Austen first began writing a version of Pride and Prejudice in 1796 (under the name First Impressions) at the age of 20, but it was turned down by publishers. In 1811 her first novel, Sense and Sensibility was published, which led her to revise her previous work. It wasn’t until 1813 that Pride and Prejudice was finally released. Our painting Portrait of a Man, by François-Xavier Fabre, was painted in 1809, so it fits in perfectly with the fashion and period described in Austen’s novel. While there is a partially legible pencil inscription that reads 'M Camille', no formal identification of the man in the painting has been made, which perhaps leads the identity of the sitter more open to imaginative interpretation. Indeed, it isn’t just visitors to our Gallery that have come to assocciate our painting with Darcy - it now appears as the book cover for numerous editions of Pride and Prejudice.

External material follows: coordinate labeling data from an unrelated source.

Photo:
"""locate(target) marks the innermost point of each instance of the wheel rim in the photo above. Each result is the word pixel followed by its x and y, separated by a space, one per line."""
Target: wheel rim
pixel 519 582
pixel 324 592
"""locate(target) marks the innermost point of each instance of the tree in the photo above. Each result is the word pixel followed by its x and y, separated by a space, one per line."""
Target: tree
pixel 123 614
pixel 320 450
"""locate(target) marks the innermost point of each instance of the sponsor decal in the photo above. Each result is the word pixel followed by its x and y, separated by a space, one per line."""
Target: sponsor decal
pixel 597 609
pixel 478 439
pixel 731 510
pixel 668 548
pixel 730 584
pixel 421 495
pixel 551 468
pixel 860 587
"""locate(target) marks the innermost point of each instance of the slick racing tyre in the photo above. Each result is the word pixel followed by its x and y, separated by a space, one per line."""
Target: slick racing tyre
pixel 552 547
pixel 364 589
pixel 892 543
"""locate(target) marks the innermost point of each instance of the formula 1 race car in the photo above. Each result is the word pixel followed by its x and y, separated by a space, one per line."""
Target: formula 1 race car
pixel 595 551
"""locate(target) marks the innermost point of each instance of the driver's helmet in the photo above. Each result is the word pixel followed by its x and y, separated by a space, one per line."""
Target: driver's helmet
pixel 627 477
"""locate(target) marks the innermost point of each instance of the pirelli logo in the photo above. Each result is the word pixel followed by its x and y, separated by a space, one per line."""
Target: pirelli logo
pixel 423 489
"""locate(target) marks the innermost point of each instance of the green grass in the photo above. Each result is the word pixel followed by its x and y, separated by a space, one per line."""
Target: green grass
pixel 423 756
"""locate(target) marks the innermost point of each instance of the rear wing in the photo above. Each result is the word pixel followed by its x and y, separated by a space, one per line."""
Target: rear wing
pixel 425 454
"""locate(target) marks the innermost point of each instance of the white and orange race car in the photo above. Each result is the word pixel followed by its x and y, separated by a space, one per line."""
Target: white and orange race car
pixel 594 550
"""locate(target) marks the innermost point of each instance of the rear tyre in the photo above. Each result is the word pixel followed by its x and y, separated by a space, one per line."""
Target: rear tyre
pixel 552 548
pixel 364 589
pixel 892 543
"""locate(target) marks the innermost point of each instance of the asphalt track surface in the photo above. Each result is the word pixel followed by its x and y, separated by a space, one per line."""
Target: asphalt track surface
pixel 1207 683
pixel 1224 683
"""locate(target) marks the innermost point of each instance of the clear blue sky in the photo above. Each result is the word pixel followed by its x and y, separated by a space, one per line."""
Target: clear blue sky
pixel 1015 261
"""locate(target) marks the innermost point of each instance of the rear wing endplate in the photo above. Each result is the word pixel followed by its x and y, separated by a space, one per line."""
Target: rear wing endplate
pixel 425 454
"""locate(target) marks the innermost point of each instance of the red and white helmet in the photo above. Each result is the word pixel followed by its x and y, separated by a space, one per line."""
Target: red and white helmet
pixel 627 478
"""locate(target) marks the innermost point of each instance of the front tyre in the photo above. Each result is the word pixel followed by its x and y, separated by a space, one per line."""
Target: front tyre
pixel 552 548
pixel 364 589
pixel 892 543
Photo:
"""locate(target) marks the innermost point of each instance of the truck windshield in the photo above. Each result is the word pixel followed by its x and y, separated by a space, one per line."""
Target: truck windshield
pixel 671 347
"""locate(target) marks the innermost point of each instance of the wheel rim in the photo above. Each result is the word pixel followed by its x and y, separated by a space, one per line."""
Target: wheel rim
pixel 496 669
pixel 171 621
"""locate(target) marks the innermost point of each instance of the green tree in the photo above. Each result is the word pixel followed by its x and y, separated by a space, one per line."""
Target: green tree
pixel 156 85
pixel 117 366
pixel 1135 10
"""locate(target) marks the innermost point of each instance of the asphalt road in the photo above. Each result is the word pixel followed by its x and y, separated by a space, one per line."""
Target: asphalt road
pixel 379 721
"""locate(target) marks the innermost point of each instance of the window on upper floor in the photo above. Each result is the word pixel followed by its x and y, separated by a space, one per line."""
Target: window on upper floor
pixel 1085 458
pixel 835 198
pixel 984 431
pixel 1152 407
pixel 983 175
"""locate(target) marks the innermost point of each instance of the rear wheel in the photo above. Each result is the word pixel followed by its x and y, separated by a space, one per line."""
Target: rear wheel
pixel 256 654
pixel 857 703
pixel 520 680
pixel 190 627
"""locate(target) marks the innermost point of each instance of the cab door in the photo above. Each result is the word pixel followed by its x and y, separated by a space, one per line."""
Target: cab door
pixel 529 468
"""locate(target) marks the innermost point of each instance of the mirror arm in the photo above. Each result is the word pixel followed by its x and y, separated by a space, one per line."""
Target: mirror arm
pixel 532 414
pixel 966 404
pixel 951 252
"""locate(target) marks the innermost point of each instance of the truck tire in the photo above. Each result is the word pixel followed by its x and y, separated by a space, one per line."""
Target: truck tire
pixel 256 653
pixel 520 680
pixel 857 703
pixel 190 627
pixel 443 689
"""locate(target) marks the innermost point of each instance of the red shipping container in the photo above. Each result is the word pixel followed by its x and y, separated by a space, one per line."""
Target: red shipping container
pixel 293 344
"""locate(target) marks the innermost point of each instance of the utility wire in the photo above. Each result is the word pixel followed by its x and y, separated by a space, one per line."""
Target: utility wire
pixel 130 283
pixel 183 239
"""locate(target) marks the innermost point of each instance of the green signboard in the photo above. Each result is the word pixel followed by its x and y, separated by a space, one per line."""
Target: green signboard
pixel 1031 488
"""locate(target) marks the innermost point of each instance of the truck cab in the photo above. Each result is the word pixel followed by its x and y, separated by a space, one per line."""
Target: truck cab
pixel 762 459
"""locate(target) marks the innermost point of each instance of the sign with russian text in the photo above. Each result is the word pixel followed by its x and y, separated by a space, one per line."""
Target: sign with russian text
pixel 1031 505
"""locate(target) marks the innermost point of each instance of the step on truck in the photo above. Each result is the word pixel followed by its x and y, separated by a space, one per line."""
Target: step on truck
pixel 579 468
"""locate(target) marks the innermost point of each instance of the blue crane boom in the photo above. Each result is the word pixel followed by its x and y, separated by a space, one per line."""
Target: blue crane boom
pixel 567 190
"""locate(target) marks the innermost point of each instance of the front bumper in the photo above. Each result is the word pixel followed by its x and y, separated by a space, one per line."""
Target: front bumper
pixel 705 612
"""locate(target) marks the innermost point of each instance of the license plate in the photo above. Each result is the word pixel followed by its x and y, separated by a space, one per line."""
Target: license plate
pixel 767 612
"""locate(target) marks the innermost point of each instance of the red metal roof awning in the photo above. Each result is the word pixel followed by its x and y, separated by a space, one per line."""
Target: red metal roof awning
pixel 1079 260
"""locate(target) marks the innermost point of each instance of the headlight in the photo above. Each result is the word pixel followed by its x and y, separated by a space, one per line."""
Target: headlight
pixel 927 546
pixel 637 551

Darcy’s popularity as a character has led to numerous Pride and Prejudice spin-off titles too, such as Maya Slater’s, The Private Diary of Mr Darcy, and in the United States our painting is, once again, used as the book cover to represent him. Amanda Grange’s publishers have used the painting twice, in two of her own Darcy spin-off titles – that of Mr Darcy’s Diary in Italian. And in somewhat different takes, our painting is used to imagine Mr Darcy as a vampire.
This week sees another twist in the Pride and Prejudice tale – the cinematic release of Pride and Prejudice and Zombies this time with Sam Riley in the Darcy role. In this instance, however, our painting has not been 'Zombiefied' for the film tie-in book cover.